Además de sentirse acompañada, las visitas le sirvieron para tomar un descanso y seguir hasta completar un repertorio de doce o trece canciones. "Jamás tuve tanto miedo de cantar", dijo. La situación era comprensible. Y la actitud es bienvenida. Porque sabe que, a estas alturas, con la carrera artística que ha hecho, el público puede ser capaz de perdonarle todo. Pero se ve que ella no se perdonaría el cansancio físico, con todos los defectos de la voz que eso trae detrás. Por eso va de a poco; por eso hizo una prueba con un repertorio corto que seguramente le dará más confianza para volver a los escenarios periódicamente. Así podrá meterse en esos endemoniados saltos melódicos de Cuchi Leguizamón, como lo hizo con la "Zamba de Argamonte", en su último disco. Es cierto que no es lo mismo cantar en un estudio de grabación que frente al público. Ojalá que anteayer se haya sentido tan cómoda como se sintió la audiencia al escuchar toda esa polenta puesta en la chacarera "Déjame que me vaya", o la delicadeza en los pasajes de "Alfonsina y el mar" y "Serenata para la tierra de uno".

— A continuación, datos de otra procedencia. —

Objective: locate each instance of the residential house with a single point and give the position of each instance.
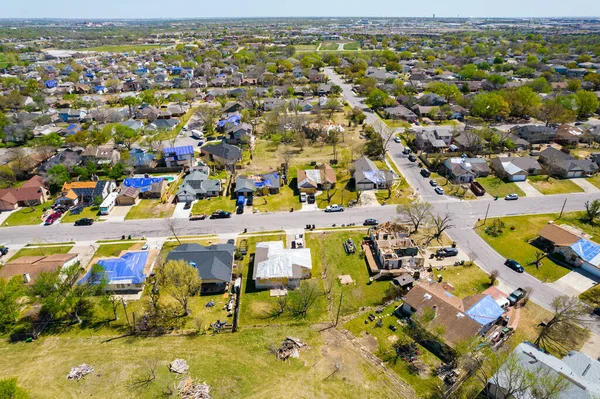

Algunos hablan de una voz fresca (seguramente los que no la escucharon en vivo hace varias décadas o en discos grabados por aquellos años). No es fresca, tiene 70 años. Es madura, con todo lo bueno que eso implica si hay cuidado y talento de por medio. Mucho oficio, afinación, expresividad y belleza en el fraseo se funden en la garganta de Mercedes Sosa.

El minirrecital fue impecable. No tuvo un título en particular, más allá del que lleva este ciclo de conciertos: "Música en el Salón Blanco". Sin embargo, "Por la vuelta" hubiera sido un buen enunciado (o pronóstico). Ojalá.